La jeune femme se retrouva dans un vaste champ de coquelicots. L'herbe fraîche chatouilla ses orteils. Dans le ciel, d'un bleu clair sans nuage, deux soleils brillaient. Sa robe blanche virevolta au gré du vent. Les yeux pétillants, elle ne perdit plus de temps. Comme à son habitude, elle monta la colline et une splendide vue s'offrit à l'infirmière. Au loin des montagnes aux sommets enneigés surplombaient une forêt fournie. Une rivière serpentait entre les arbres. Lisa rejoignit l'entrée du bois et s'y enfonça. La connaissance du lieu ne l'empêcha pas d'être toujours aussi émerveillée par la faune et la flore qui l'entouraient. Des séquoias géants abritaient des huttes plus ou moins grandes. Sur son passage, des fleurs multicolores, à taille humaine, dansaient dans une belle harmonie. De petits renards, aux yeux adorables, jouaient à cache-cache dans les fourrés. Sourire aux lèvres, l'étrangère continua sa route jusqu'à un pont rustique permettant de traverser la rivière à l'eau cristalline.
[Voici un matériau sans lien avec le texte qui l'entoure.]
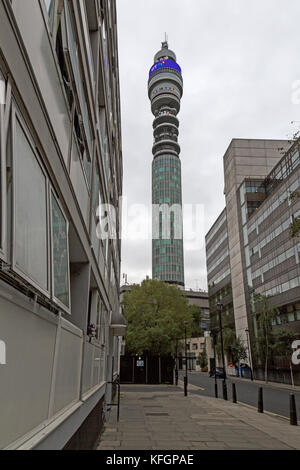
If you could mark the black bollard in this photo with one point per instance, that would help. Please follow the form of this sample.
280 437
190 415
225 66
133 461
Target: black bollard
224 390
234 400
185 385
293 411
260 407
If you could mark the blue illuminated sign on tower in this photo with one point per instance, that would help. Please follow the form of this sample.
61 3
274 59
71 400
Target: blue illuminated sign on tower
165 63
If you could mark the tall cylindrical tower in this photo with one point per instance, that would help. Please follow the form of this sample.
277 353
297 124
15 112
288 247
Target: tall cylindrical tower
165 87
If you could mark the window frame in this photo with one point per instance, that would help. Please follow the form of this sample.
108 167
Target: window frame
16 115
65 308
3 188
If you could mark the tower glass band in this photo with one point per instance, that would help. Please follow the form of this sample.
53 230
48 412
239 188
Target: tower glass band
165 89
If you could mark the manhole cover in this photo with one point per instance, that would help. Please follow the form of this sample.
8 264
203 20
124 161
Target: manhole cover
152 406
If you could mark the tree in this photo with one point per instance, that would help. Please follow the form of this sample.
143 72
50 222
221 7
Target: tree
238 350
196 330
265 340
232 345
155 312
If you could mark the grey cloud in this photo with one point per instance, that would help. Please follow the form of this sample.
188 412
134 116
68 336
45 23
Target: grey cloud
239 61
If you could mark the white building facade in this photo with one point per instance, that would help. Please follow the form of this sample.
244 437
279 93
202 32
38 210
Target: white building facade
61 154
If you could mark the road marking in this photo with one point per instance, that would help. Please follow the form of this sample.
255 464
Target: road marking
265 411
192 385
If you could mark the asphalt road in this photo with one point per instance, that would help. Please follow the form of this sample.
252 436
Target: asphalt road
276 400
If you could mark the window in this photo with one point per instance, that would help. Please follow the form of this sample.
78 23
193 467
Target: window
60 255
3 108
30 256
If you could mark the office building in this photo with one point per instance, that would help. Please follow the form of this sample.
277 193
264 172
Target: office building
249 248
165 88
61 155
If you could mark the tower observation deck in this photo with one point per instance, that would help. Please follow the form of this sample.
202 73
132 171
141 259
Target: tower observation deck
165 89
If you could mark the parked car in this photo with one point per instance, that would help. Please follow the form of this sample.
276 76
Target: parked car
219 372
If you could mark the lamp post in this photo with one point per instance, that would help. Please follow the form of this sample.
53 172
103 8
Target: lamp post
214 334
249 352
185 377
176 363
220 309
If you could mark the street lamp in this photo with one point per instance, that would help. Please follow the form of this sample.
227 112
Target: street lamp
249 353
220 309
214 335
185 377
176 363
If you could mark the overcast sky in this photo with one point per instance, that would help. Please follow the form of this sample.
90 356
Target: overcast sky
239 60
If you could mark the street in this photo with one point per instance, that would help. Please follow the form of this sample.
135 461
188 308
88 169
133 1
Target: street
276 400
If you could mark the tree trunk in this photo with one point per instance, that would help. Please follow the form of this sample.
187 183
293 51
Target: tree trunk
292 375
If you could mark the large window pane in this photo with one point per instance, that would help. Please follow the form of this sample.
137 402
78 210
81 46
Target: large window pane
31 254
60 254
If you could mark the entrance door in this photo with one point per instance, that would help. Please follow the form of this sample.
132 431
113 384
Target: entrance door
139 370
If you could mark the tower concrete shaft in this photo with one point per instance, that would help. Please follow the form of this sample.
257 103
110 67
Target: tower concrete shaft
165 89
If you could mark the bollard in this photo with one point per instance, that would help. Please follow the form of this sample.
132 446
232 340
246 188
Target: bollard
260 407
234 400
224 390
185 385
293 411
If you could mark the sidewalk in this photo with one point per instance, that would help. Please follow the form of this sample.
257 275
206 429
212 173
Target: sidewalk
160 418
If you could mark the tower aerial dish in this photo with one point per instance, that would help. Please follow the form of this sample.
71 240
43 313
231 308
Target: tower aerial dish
165 87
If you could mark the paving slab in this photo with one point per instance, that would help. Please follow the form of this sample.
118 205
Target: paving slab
194 422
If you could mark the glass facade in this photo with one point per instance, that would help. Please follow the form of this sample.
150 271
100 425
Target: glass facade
165 92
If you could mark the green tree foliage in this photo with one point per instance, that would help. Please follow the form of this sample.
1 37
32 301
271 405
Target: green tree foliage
265 341
282 341
233 346
155 312
196 330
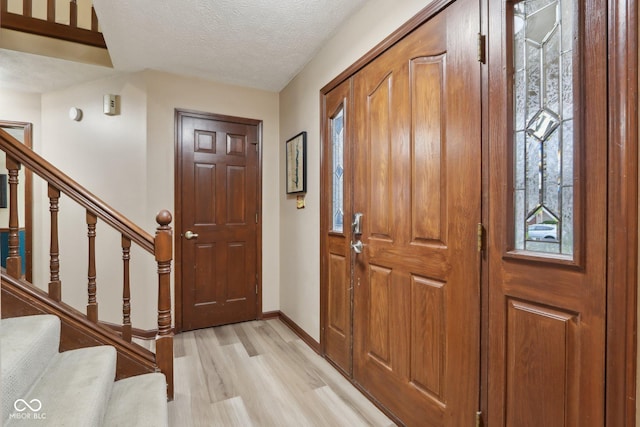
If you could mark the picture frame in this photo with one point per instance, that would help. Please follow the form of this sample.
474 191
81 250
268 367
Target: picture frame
296 164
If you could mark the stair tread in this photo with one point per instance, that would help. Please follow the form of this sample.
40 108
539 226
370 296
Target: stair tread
139 401
73 390
27 346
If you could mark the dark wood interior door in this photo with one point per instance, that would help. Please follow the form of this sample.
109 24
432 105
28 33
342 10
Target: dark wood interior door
548 171
219 176
417 165
336 228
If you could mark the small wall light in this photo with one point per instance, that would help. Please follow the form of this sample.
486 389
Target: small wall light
75 114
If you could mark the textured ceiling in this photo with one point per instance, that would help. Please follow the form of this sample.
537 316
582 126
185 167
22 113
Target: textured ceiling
254 43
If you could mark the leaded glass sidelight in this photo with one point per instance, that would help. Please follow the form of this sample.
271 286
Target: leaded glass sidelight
337 148
543 105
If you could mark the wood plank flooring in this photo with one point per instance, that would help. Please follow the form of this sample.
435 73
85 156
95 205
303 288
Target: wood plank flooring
261 374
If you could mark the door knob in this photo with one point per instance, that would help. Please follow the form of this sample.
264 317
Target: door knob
190 235
357 246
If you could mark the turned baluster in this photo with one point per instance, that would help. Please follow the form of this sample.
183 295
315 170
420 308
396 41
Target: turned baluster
163 248
14 261
92 305
73 14
51 10
94 20
55 286
126 293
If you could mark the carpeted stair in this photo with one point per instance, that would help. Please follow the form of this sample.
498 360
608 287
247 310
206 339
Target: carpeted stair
42 387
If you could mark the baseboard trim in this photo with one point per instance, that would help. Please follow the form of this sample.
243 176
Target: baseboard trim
315 345
135 332
270 315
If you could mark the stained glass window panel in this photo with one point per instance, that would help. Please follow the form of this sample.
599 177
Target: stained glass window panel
543 138
337 147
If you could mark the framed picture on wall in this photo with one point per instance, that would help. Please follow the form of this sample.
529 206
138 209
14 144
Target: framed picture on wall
296 163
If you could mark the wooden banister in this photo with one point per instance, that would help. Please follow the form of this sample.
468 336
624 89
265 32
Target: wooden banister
55 285
126 290
14 261
160 246
164 255
59 180
92 303
25 22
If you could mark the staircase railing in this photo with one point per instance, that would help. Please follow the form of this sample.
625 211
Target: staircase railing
50 24
160 245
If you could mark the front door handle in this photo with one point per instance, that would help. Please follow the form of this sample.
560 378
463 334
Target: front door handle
190 235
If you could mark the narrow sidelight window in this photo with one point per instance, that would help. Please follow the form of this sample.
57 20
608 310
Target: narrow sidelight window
337 147
543 125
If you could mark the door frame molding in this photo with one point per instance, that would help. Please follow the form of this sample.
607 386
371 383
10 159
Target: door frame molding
622 216
179 114
622 213
28 197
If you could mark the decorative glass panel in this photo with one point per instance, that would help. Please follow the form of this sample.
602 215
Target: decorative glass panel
337 147
543 103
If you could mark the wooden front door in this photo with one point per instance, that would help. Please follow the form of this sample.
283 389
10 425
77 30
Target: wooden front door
417 183
218 196
548 214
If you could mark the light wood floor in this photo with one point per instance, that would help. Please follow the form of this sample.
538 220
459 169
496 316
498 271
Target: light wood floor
261 374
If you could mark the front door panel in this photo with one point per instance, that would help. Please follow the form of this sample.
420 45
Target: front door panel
417 182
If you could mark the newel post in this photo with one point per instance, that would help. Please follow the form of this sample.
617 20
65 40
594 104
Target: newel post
163 248
14 261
Appuyée contre un arbre, elle admira l'être qui se désaltérait : un homme grand, élancé avec une belle musculature. Une longue chevelure brune, éclatante, se déployait sur ses épaules. Ses iris dorés et ses oreilles pointues accentuaient sa beauté surnaturelle.
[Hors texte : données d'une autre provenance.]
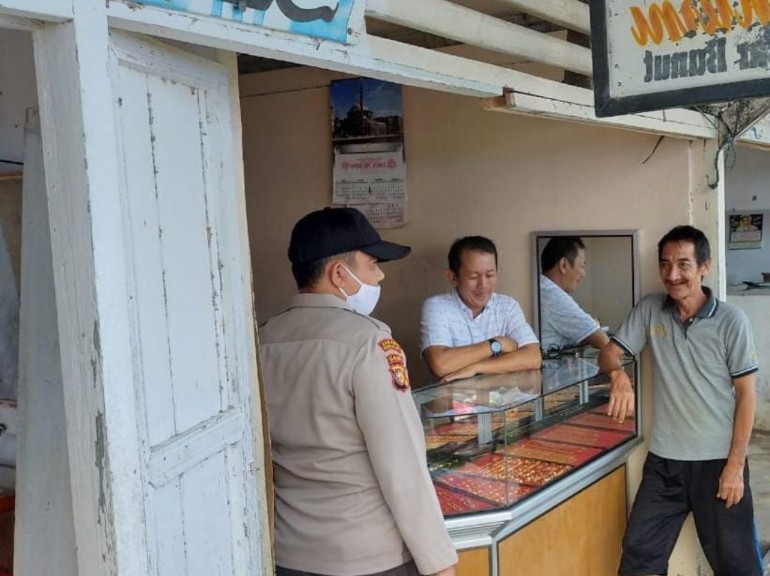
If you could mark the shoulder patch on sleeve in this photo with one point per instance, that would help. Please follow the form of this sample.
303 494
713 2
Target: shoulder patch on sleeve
396 363
390 345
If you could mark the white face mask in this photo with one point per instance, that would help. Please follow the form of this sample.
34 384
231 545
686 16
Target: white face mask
365 299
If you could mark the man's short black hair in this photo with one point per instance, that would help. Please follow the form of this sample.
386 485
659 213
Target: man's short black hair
688 234
470 244
560 247
306 274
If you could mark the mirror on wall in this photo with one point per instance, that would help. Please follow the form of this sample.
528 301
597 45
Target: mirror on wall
591 284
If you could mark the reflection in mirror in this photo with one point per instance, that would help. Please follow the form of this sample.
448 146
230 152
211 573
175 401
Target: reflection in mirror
589 285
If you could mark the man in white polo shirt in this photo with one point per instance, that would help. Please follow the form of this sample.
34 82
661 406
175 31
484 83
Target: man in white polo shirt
563 323
704 373
473 330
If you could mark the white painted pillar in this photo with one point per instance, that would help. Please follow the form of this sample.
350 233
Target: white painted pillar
74 93
43 496
707 206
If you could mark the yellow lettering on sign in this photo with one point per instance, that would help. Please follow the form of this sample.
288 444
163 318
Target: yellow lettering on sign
661 20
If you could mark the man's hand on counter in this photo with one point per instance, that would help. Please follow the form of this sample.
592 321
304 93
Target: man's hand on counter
621 396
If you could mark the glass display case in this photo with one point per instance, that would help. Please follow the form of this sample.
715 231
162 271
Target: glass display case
495 440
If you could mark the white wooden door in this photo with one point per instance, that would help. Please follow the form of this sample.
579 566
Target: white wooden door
189 299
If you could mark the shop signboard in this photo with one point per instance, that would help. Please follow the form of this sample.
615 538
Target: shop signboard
650 55
336 20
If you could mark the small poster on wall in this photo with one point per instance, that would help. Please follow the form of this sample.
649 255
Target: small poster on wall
368 137
745 231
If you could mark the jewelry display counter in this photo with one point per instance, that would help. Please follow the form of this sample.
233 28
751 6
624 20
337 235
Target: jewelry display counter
509 452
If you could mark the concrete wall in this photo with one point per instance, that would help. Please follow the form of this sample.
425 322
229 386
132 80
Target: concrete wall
469 171
747 191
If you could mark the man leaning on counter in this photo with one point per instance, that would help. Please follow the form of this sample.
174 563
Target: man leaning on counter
472 329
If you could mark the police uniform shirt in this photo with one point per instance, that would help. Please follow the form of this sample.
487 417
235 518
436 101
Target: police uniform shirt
353 493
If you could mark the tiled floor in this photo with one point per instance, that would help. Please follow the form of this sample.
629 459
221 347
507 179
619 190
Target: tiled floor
759 461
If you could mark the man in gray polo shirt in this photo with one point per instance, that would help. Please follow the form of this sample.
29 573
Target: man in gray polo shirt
704 366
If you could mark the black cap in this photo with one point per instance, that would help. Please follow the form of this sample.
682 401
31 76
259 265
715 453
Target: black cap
332 231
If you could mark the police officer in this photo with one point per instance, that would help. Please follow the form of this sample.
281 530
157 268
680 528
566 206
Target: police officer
353 494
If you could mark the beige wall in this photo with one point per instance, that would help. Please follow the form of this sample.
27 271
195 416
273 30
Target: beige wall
469 171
Une brise imperceptible souffla. Immédiatement, il releva la tête, ferma les yeux, Lisa aperçu un sourire sur son doux visage. Il remit son arc et son carquois sur son épaule et s'avança avec légèreté, ses pieds touchant à peine le sol. Encore quelques pas et ils seront ensemble. À la fin de la dernière enjambée, ils s’étreignirent tendrement. Elle, la tempe droite posait sur le torse de son amant, captant les battement rapide de son cœur, lui, le nez plonger dans ses cheveux or, s’imprégnant de l'effluve fruité et sucré de son parfum. Ils restèrent ainsi de longues minutes, profitant de ces retrouvailles.
Soudain, le paysage changea, le couple frissonna. Le ciel se noircit de menaçants nuages. Les fleurs se fanèrent, les arbres perdirent leurs feuilles, la rivière s’assécha et l'elfe en face de Lisa s'envola dans un hurlement déchirant. Le cœur battant la chamade, la respiration haletante, la gorge serrée, Lisa tenta d'attraper la main de son amour. Mais, il était trop tard !
Dans un sursaut et en sueur, elle se réveilla non pas dans la baignoire, mais dans son lit. Les rayons de soleil s'infiltrant par les interstices du volet, indiquèrent à la jeune femme le début d'une nouvelle journée. Assise, elle peinait à se remettre de son cauchemar. Un mauvais pressentiment s'insinua dans chaque cellule de son corps. Un bruit de frottement provenant du fauteuil près de la fenêtre accentua son mal-être. Elle observa le renforcement, une silhouette s'en dégagea. Paniquée, elle se recula à l'aide de ses mains, vers la tête de lit, tandis que ses pieds se battaient contre sa couette qui l'empêchait de se mouver.
– Pardon pour tout ça, s'excusa l'ombre quand Lisa se recroquevilla sur elle même.